I managed to solve these problems. I give a patch on xerces 1.3 in attachement.
I hope this will be integrated soon in the current repository.
Sebastien
Sebastien Ponce wrote:
> I'm trying to serialize a tree that was built using xerces. The point is that
> this tree has many ignorable
> whitespaces node in it (basically one every 2 nodes).
>
> When I try to serialize with options setPreserveSpace(false) and
> setIndenting(true), the identation is not
> down correctly. Basically, no carriage return is down. After looking at
> org.apache.xml.serialize.BaseMarkupSerializer and
> org.apache.xml.serialize.XmlSerializer, it appears that
> there are two main problems :
> - the content() method is called in BaseMarkupSerializer for a text node
> and changes the element state
> from empty to non empty.
> Thus, when the first subelements of an element are an ignorable text node and
> then an element, the state goes
> to non empty while the ignorable text node is serialized and the element
> don't print a carriage return since
> the state is non empty nor afterElement when it arrives.

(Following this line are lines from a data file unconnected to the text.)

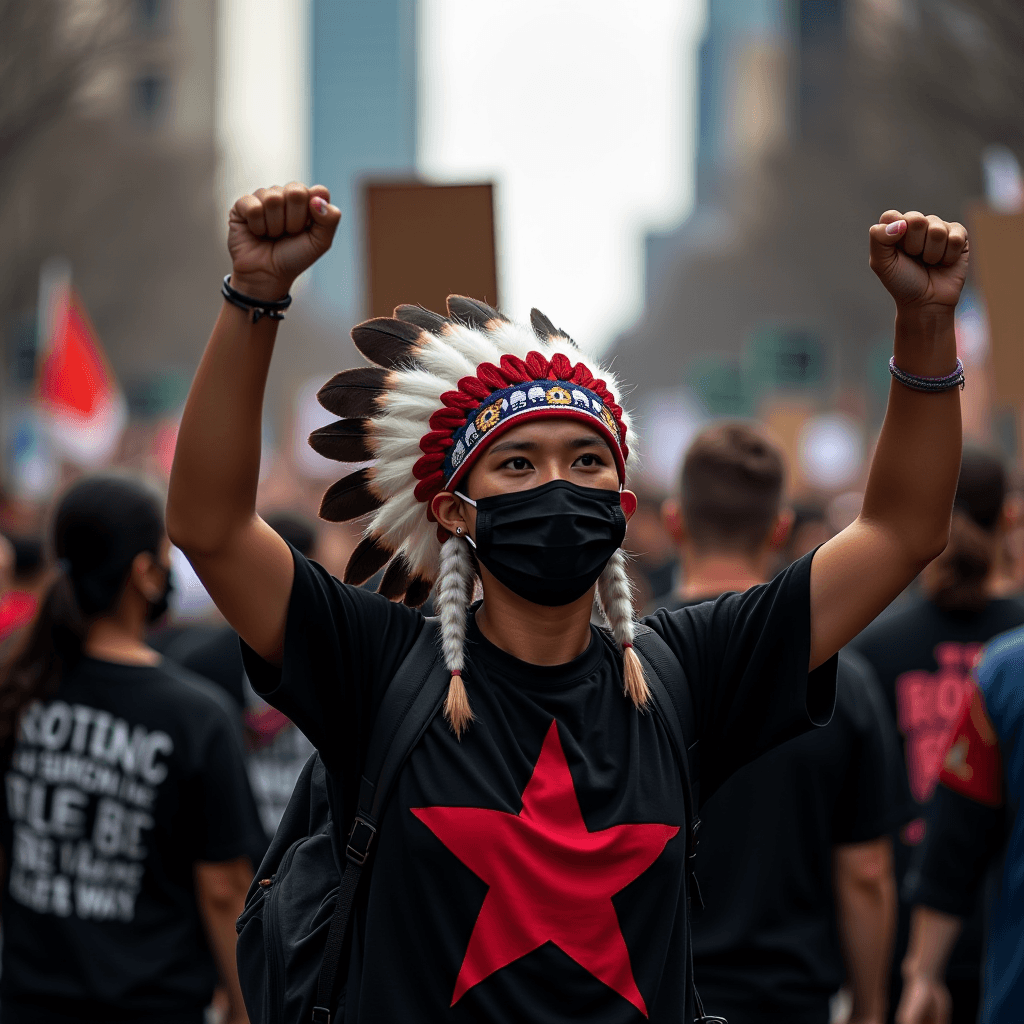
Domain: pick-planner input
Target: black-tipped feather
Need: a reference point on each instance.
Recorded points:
(472, 311)
(545, 330)
(349, 498)
(385, 341)
(368, 559)
(426, 318)
(397, 577)
(343, 440)
(419, 591)
(351, 392)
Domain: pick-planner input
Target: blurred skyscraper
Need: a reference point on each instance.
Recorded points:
(743, 112)
(364, 122)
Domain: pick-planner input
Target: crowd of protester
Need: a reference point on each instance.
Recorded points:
(868, 869)
(851, 859)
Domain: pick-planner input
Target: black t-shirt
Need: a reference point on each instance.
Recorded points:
(535, 869)
(766, 946)
(923, 657)
(118, 786)
(210, 651)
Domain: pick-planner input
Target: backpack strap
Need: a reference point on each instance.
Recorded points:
(665, 672)
(410, 704)
(663, 678)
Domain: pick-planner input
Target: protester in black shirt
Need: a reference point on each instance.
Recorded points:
(805, 827)
(530, 864)
(275, 750)
(924, 655)
(127, 814)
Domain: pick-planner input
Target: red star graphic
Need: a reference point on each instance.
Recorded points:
(550, 879)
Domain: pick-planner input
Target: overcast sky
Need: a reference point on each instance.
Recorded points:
(582, 112)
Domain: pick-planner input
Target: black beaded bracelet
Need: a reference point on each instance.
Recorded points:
(955, 379)
(258, 307)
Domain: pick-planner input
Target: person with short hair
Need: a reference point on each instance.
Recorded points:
(974, 850)
(794, 860)
(126, 815)
(531, 862)
(924, 654)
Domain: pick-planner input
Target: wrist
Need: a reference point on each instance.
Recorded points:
(925, 342)
(260, 286)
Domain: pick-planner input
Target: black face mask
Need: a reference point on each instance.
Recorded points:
(159, 607)
(550, 544)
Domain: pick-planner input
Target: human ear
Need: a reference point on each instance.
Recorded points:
(451, 512)
(672, 517)
(780, 531)
(147, 576)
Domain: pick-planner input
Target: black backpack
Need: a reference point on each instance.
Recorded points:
(292, 930)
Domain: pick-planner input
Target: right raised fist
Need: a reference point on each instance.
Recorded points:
(278, 232)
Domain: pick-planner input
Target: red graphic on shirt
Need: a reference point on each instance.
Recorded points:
(550, 879)
(929, 706)
(972, 766)
(16, 609)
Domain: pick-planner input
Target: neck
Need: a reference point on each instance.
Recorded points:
(708, 574)
(120, 636)
(534, 633)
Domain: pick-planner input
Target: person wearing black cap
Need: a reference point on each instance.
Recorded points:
(924, 656)
(126, 815)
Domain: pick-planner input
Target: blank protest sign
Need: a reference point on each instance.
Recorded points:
(427, 242)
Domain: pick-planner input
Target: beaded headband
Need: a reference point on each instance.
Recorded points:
(441, 390)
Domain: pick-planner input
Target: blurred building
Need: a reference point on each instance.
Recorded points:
(118, 181)
(761, 302)
(364, 123)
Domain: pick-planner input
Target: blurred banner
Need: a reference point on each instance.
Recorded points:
(997, 254)
(78, 392)
(427, 242)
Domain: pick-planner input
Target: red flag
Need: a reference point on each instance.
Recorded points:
(78, 389)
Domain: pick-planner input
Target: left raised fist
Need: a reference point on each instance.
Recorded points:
(921, 260)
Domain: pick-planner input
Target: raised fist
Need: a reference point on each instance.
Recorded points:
(278, 232)
(921, 260)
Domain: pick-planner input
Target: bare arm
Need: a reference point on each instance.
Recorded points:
(865, 903)
(220, 893)
(926, 998)
(211, 505)
(904, 522)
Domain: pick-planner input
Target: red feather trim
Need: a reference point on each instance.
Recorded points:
(515, 370)
(538, 366)
(459, 399)
(582, 375)
(561, 366)
(448, 419)
(492, 376)
(475, 387)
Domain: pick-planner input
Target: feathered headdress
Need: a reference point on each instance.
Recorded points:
(440, 390)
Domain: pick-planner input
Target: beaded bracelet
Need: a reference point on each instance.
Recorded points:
(955, 379)
(258, 307)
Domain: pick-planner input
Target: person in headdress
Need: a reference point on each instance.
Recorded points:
(531, 864)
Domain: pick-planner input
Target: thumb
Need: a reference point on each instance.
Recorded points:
(884, 238)
(324, 218)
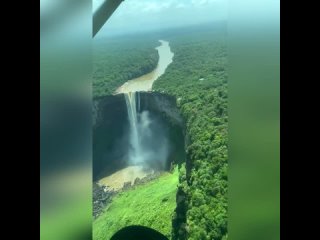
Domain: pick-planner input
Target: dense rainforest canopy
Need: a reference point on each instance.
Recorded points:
(198, 79)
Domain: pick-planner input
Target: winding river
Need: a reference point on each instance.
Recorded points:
(145, 82)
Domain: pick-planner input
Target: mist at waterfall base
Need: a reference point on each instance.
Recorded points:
(148, 142)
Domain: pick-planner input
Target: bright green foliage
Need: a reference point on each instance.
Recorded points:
(151, 205)
(198, 79)
(120, 60)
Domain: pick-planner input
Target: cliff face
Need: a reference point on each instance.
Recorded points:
(111, 125)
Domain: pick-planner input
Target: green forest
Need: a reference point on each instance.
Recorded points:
(197, 77)
(116, 61)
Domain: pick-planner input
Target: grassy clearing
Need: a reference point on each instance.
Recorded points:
(151, 205)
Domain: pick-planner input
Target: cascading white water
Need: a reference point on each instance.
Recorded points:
(135, 148)
(147, 142)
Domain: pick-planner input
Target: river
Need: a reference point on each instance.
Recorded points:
(145, 82)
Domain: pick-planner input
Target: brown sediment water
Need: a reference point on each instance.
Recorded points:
(145, 82)
(116, 180)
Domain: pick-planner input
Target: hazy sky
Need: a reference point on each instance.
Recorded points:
(141, 15)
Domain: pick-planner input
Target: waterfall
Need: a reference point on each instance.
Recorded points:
(135, 144)
(147, 141)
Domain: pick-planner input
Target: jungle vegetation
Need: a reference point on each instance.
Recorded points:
(198, 79)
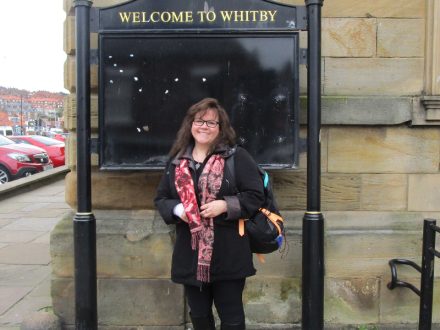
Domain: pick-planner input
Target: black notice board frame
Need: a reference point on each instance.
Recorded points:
(105, 161)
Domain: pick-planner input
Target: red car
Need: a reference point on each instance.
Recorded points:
(17, 161)
(54, 148)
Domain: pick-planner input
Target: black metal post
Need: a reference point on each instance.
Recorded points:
(84, 224)
(427, 281)
(313, 221)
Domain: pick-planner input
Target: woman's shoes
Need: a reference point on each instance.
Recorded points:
(237, 326)
(203, 322)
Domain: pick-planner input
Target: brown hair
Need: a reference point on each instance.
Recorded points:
(184, 137)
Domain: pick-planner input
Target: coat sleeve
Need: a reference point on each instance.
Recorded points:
(165, 201)
(250, 195)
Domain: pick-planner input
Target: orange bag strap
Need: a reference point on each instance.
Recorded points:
(241, 227)
(273, 217)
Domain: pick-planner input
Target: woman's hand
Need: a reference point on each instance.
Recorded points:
(213, 209)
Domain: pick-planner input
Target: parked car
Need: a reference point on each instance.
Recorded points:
(6, 130)
(59, 136)
(19, 160)
(54, 148)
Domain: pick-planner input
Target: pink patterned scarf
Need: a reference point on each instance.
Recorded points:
(202, 229)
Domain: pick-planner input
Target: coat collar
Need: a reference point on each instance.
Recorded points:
(223, 150)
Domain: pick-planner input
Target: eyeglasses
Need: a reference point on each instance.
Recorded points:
(209, 123)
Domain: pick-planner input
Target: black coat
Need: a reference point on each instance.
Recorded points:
(231, 257)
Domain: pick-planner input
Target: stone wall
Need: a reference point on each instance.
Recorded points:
(380, 179)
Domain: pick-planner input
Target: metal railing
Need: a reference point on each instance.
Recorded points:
(427, 274)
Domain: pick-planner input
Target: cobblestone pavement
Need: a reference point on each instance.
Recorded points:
(25, 224)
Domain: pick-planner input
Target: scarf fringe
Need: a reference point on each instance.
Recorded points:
(203, 273)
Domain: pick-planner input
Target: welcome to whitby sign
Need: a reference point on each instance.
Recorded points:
(199, 14)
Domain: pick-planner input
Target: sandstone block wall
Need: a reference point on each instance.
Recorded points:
(380, 179)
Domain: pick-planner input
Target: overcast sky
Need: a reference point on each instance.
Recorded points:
(31, 51)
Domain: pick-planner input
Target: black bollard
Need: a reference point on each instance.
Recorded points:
(84, 224)
(313, 221)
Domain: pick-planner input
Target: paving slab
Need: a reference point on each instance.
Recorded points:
(33, 224)
(24, 307)
(25, 254)
(8, 207)
(5, 222)
(23, 275)
(43, 239)
(26, 220)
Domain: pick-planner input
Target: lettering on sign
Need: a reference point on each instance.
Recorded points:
(139, 17)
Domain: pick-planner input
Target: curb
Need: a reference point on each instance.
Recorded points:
(32, 182)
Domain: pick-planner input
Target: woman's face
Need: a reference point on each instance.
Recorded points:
(205, 135)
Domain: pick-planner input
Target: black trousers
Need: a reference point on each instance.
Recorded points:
(227, 298)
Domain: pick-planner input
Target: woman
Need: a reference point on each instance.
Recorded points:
(211, 259)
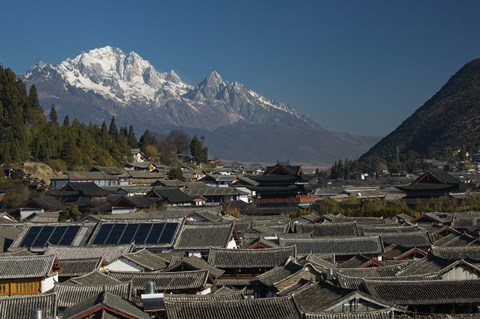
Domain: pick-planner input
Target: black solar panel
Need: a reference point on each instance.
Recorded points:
(69, 235)
(57, 235)
(115, 234)
(138, 233)
(102, 234)
(128, 234)
(43, 237)
(155, 233)
(40, 236)
(30, 236)
(142, 233)
(168, 233)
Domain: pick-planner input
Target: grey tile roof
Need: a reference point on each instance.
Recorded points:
(181, 280)
(278, 273)
(382, 229)
(337, 246)
(329, 230)
(146, 259)
(268, 308)
(350, 282)
(380, 314)
(250, 258)
(70, 295)
(26, 266)
(232, 296)
(79, 267)
(94, 278)
(109, 253)
(427, 292)
(204, 235)
(408, 240)
(315, 297)
(455, 253)
(21, 307)
(193, 263)
(105, 300)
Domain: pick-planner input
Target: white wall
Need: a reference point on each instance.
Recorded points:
(123, 264)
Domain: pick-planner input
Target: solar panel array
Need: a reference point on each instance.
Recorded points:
(39, 236)
(138, 233)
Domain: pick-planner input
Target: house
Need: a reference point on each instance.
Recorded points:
(267, 308)
(37, 237)
(142, 261)
(170, 196)
(156, 235)
(197, 239)
(98, 177)
(37, 205)
(343, 248)
(28, 275)
(105, 305)
(432, 183)
(281, 185)
(22, 307)
(427, 296)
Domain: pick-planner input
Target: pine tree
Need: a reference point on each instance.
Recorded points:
(53, 116)
(112, 129)
(131, 138)
(66, 121)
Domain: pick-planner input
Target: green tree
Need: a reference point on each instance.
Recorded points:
(53, 116)
(131, 138)
(176, 173)
(112, 129)
(198, 151)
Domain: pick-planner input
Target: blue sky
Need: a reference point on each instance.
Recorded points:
(355, 66)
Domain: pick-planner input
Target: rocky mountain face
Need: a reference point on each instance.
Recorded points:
(238, 123)
(451, 118)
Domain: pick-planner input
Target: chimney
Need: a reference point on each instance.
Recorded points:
(150, 287)
(37, 314)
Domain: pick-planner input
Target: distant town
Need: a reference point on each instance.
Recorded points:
(239, 241)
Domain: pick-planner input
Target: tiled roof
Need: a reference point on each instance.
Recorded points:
(382, 229)
(109, 253)
(105, 300)
(408, 240)
(267, 308)
(146, 259)
(278, 273)
(193, 263)
(337, 246)
(70, 295)
(79, 267)
(21, 307)
(315, 297)
(426, 292)
(250, 258)
(380, 314)
(166, 280)
(455, 253)
(329, 230)
(456, 240)
(26, 266)
(203, 236)
(95, 278)
(350, 282)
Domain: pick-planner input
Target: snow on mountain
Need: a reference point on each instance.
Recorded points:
(128, 80)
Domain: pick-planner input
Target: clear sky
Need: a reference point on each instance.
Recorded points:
(355, 66)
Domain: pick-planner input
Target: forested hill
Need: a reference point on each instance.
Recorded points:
(449, 120)
(27, 134)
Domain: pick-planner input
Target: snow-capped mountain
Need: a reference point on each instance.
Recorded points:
(106, 82)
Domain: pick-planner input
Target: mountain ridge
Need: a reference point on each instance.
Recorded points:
(450, 118)
(106, 82)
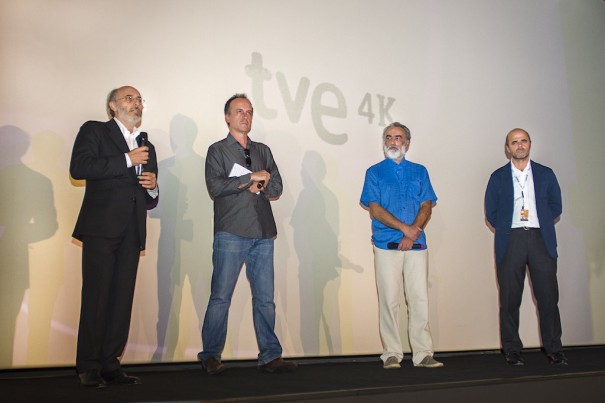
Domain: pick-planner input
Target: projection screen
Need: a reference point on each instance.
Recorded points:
(324, 78)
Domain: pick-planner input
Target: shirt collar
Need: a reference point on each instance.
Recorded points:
(125, 132)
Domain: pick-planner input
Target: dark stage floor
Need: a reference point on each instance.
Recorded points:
(466, 377)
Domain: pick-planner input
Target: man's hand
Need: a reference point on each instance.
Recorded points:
(260, 180)
(406, 244)
(139, 155)
(411, 232)
(148, 180)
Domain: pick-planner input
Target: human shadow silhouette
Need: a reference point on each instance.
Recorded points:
(27, 215)
(315, 222)
(185, 241)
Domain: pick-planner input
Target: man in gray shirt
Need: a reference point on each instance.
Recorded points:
(242, 179)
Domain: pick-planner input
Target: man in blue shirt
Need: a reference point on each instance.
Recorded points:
(400, 198)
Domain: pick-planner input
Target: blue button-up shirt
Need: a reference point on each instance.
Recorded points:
(399, 189)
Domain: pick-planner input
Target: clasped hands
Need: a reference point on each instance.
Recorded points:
(411, 234)
(260, 180)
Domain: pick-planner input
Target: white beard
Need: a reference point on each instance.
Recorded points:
(394, 155)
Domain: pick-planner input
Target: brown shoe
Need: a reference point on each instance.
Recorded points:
(278, 365)
(213, 366)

> - in the same way content make state.afterElement equal to false. So when
> you got element - ignorable
> text node - element, the 2 elements are on the same line
>
> At last, comments are taken for text and thus no carriage return is printed
> before and after them. So if your
> xml has comments every 2 lines that explains what the data are, it is
> serialized on a single line...
>
> Sebastien
>
> ---------------------------------------------------------------------
> To unsubscribe, e-mail: [EMAIL PROTECTED]
> For additional commands, e-mail: [EMAIL PROTECTED]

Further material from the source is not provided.